His lawyers used the diagnosis to argue he was unable to appear in court to challenge Pakistani corruption charges alleging he had bought a British manor with ill-gotten gains.

Zardari had served more than eight years in prison in Pakistan on corruption charges that were dismissed this year under an amnesty agreement.

The British case was dropped in March, about the same time the corruption charges against him in Pakistan were dismissed, the newspaper reported.
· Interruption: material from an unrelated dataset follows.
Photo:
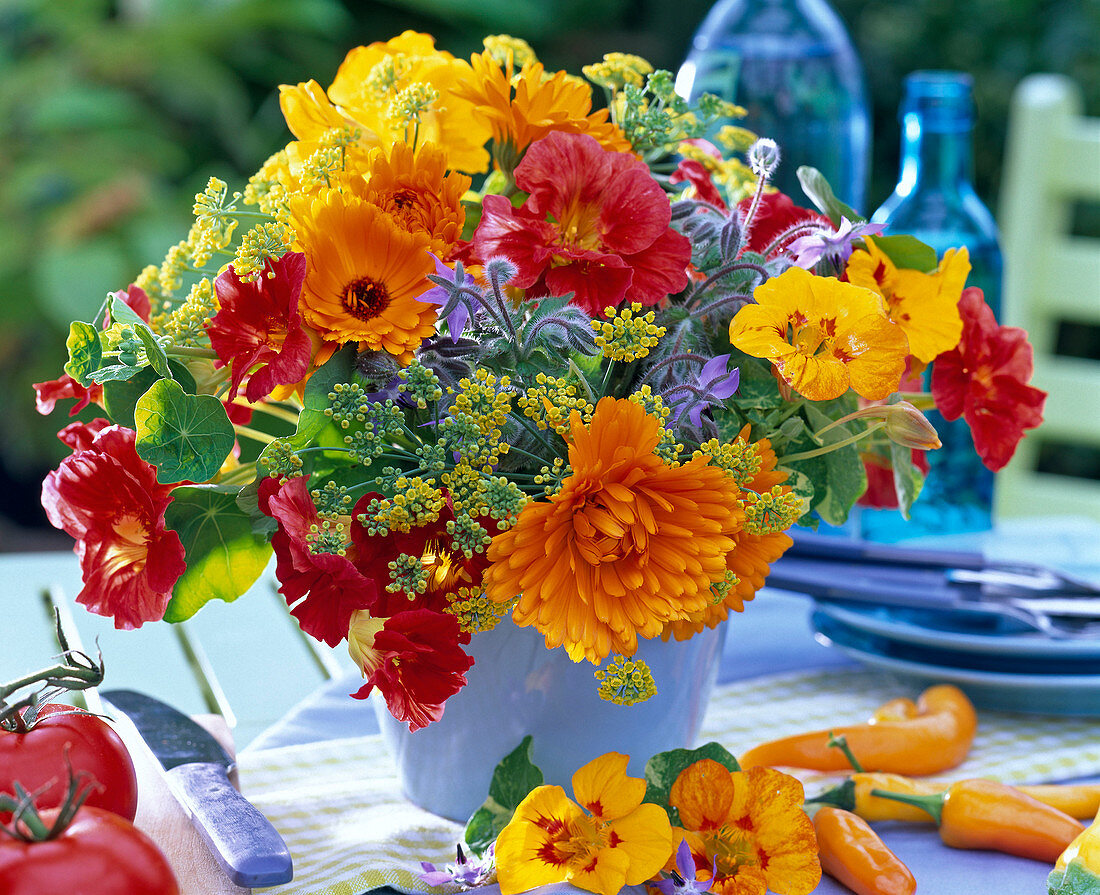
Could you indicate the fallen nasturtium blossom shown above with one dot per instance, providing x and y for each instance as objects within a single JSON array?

In the court documents, a New York psychiatrist, Philip Saltiel, wrote Zardari was suffering from "emotional instability" brought on by his lengthy incarceration, and he suffered memory and concentration problems, the report said. "I do not foresee any improvement in these issues for at least a year," Saltiel wrote.

The Pakistani high commissioner in London, Wajid Shamsul Hasan, an appointee of Zardari, said Zardari was now healthy, and that his doctors had "declared him fit to run for political office and free of any symptoms," the report said. He is running for the office that was vacated by President Pervez Musharraf, who resigned under pressure this month.

Meanwhile, in the increasingly lawless northern city of Peshawar early Tuesday, three men with assault rifles and the long hair and beards of the Taliban attacked a vehicle carrying a top U.S. diplomat, the provincial police chief said.

The bulletproof Land Cruiser carrying the diplomat, Lynne Tracy, the principal officer at the U.S. consulate in Peshawar, was stopped by the three men, who got out of a sport-utility vehicle and fired, said the police official, Malik Naveed Khan, inspector-general of police in North-West Frontier Province.

Tracy, who was headed to work at the consulate from her home about a mile away, was unharmed, he said.